Bulkhead Pattern

Learn the Bulkhead design pattern and its usage.

Intent

This pattern enforces resource partitioning and damage containment to preserve partial functionality in the case of a failure.The Bulkhead pattern is also known as the Failure Containment Principle and the Damage Control Principle.

Context and problem

The Titanic disaster has been well studied over the years, and there are many lessons we can learn from it in the IT industry.
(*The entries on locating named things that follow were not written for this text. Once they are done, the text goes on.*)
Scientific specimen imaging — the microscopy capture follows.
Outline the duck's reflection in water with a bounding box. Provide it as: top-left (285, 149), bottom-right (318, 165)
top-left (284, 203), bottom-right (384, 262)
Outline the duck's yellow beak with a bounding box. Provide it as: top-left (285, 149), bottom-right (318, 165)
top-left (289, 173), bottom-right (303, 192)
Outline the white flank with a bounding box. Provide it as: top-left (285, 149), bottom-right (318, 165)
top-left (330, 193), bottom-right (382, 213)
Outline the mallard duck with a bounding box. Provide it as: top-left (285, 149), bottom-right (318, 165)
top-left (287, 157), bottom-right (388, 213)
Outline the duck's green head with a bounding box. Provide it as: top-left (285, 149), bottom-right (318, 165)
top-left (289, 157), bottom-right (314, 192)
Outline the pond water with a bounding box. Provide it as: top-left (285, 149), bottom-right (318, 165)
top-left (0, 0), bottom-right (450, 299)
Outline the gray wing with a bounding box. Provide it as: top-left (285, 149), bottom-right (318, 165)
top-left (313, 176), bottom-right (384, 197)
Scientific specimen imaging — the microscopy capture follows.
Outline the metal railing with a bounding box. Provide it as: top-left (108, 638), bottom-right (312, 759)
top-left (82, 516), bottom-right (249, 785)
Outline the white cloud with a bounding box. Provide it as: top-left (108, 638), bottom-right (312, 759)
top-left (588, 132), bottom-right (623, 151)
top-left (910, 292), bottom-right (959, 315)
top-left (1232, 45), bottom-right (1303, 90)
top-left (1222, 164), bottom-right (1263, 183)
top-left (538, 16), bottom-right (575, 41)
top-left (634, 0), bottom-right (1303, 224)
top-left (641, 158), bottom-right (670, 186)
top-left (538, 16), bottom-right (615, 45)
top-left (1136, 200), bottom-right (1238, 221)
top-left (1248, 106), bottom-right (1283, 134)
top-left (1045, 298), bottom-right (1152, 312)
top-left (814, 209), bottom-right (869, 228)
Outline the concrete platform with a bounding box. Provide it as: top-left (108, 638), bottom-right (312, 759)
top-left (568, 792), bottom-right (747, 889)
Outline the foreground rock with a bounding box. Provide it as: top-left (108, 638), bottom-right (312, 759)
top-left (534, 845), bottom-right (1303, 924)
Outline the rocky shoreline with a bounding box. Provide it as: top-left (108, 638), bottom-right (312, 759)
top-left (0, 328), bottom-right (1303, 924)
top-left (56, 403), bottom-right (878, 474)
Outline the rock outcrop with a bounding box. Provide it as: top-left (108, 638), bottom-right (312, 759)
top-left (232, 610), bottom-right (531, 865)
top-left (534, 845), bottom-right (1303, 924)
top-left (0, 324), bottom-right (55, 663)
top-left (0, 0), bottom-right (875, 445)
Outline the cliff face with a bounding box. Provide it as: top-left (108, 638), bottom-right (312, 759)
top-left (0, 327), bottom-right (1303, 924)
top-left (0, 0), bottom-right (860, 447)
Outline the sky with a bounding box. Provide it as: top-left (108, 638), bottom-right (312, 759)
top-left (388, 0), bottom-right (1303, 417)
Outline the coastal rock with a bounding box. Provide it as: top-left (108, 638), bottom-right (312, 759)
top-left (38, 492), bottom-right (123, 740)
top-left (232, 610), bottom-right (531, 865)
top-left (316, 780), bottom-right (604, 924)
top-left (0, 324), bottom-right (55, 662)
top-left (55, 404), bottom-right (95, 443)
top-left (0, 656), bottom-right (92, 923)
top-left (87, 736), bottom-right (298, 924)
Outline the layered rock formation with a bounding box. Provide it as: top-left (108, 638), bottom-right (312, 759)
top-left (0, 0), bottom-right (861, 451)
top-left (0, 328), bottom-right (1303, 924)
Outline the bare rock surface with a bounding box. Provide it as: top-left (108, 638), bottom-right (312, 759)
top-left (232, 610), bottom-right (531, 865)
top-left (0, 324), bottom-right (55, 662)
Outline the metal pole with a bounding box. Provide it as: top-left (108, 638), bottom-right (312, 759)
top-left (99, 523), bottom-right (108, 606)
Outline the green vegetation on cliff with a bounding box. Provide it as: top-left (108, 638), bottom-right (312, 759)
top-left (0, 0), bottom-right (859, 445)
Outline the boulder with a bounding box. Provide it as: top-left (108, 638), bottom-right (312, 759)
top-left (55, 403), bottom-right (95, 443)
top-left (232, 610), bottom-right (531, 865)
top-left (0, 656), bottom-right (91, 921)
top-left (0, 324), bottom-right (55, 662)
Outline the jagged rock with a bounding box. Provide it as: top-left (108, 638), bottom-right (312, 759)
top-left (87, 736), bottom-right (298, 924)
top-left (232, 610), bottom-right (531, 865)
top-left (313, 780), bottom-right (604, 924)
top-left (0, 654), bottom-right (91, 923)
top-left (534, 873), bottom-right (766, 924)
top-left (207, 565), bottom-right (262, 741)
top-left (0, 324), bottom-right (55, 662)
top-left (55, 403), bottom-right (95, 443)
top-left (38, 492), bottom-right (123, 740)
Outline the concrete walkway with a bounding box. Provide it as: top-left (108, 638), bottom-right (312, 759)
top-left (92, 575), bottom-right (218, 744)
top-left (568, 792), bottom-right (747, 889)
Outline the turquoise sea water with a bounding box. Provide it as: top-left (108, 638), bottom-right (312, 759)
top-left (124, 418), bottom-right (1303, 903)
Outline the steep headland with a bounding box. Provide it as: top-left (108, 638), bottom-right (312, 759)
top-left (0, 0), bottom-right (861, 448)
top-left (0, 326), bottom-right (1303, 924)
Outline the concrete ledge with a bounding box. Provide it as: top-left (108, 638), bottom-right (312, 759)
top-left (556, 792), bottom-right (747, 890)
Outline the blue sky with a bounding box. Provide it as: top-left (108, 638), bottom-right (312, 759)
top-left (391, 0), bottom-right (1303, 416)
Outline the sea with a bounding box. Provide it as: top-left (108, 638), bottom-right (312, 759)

Among the many reasons why it sank, a few of them are as follows:

  • Design flaws (watertight compartments did not reach high enough in order to allow more living space in first class).
  • Implementation/construction faults (the three million rivets used to hold different parts of the Titanic together were found to be made from substandard quality iron, and the collision with the iceberg badly impacted them).
  • Operational failures (the iceberg notice was given too late, and the ship was traveling too fast to react to any warning).

We can identify similar issues in software projects today too, but luckily they have not cost so many human lives so far, and as a consequence, we learn more slowly than other industries. However, that does not mean software failures have no consequences. Plenty of examples (such as the Therac-25 machine) caused human death because of software defects.

From an architectural point of view, the ship was designed to cope with four compartments being flooded, but the bulkheads that isolated the compartments did not reach the deck above and weren’t watertight. As a result, the water spread to more compartments and sank the ship. Similar cascading failures exist in software systems too. A failure in one component can exhaust all available resources, and it can spread to other components until the whole system is down. Avoiding similar failure scenarios requires resource partitioning and capacity isolation at all levels, from data centers to individual thread pools.

Forces and solution

The Bulkhead pattern in software systems works by the same principle as in ships. By partitioning a system into separate components and isolating the resources, failures cannot cascade and bring the whole system down. This pattern enforces the damage containment principle and improves the system’s resilience. Implementing the Bulkhead pattern can be done at many different granularity levels depending on the type of faults we want to protect the system from.

  • The most common way to apply the Bulkhead pattern is through physical redundancy. In this age of cloud computing and virtual machines, the only way to ensure that two hosts are on separate hardware (compute, storage, or networking) is by ensuring they are on two separate data centers (for ...